Karine Talbot

Quand les bottines suivent les babines

TROIS-RIVIÈRES — Pas moins de 75 villes au Québec ont participé à la Grande marche du Grand Défi Pierre Lavoie, au cours du week-end dernier, incluant le secteur Pointe-du-Lac de Trois-Rivières, où une médecin omnipraticienne, la Dre Karine Talbot, s’implique dans la cause pour une deuxième année.

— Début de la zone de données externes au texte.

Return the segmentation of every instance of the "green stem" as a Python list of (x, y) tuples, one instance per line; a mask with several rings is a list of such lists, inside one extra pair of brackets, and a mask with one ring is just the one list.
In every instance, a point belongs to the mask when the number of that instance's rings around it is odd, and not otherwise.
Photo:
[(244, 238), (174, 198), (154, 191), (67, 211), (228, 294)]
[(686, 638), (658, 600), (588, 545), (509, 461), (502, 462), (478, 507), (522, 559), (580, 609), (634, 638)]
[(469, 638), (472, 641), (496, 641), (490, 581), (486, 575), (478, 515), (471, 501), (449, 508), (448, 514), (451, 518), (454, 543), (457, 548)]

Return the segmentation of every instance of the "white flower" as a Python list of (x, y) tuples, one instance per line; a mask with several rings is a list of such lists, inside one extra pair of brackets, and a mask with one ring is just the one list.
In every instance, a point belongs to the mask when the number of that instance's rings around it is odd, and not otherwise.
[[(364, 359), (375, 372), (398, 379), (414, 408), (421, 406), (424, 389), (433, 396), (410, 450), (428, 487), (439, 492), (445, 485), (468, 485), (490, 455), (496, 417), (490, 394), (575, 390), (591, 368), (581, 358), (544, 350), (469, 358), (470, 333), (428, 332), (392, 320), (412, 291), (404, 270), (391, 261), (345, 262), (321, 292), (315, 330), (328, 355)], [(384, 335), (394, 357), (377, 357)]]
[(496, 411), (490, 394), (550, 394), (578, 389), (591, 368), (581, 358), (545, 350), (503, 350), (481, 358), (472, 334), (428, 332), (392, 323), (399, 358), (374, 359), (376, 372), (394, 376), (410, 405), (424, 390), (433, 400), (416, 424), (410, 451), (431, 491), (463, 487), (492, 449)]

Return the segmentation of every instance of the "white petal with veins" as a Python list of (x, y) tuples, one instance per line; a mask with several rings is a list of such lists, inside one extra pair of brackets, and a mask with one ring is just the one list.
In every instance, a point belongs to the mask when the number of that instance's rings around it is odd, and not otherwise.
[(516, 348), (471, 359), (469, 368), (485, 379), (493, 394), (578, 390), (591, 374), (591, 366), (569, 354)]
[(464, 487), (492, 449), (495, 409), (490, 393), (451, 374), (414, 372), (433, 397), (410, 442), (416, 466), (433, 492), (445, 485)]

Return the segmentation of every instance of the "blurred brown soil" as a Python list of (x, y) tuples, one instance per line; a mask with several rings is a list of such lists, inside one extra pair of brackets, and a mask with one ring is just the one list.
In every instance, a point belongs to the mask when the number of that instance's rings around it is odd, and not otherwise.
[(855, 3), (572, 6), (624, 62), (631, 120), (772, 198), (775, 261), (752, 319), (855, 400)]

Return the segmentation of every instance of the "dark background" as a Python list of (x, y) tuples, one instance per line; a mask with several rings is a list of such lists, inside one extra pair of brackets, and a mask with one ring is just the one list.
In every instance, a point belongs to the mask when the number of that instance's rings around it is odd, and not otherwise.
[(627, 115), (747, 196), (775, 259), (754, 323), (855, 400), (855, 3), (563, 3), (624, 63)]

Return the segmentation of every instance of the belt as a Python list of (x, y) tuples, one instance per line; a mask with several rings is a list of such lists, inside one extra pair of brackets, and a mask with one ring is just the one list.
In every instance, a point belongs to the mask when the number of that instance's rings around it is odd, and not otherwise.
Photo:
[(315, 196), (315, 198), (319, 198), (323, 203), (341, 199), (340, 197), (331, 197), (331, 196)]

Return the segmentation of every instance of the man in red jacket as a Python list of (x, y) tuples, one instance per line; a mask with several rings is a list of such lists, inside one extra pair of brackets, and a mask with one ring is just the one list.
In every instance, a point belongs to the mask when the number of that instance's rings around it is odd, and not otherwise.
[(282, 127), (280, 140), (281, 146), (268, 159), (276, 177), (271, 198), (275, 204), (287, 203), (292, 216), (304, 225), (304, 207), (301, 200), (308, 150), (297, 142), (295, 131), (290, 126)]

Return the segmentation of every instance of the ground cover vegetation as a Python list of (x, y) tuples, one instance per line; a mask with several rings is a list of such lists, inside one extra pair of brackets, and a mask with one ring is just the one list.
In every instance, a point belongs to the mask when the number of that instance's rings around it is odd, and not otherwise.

«Ensemble, nous pouvons changer le Québec», dit-elle dans la publicité télévisuelle où elle est apparue cette année afin de promouvoir l’événement en tant que représentante, pour l’occasion, de la Fédération des omnipraticiens du Québec qui appuie l’événement.

Karine Talbot, qui habite dans le secteur Pointe-du-Lac depuis une dizaine d’années, croit aux vertus de l’exercice physique et ne rate jamais l’occasion d’en vanter les mérites à ses patients. L’exercice physique, «c’est le meilleur médicament», dit-elle. Cette mère de deux garçons de 19 et 15 ans préfère toutefois donner l’exemple plutôt que de faire la leçon. Dans son cas, les bottines suivent vraiment les babines. Ses patients la croisent en effet dans le boisé du coin où elle aime faire du vélo de montagne. Ils la voient filer sur les chemins du secteur en patins à roues alignées. Les amateurs de boxe la croisent au Go Boxe 3R où son conjoint donne des cours de boxe. Elle fait en effet partie de ses élèves.

Même si elle a toujours fait de l’exercice de manière récréative, dans sa jeunesse, le sport plus intensif est arrivé dans sa vie en même temps que ses premières activités bénévoles, en 2017, lorsqu’elle s’est impliquée dans le Grand Défi Pierre Lavoie de 1000 km, au cours duquel elle a réussi à franchir 340 kilomètres en quatre jours. En 2018, ce sont 508 kilomètres qu’elle a bouffés sur son vélo. Elle dépeint cet exploit avec une humilité déconcertante. Le Défi, explique-t-elle, s’ajuste. Il y a des cyclistes, dans le Défi, qui sont des personnes sédentaires. L’idée, explique-t-elle, c’est de se dépasser soi-même, car le Grand Défi n’est pas une compétition.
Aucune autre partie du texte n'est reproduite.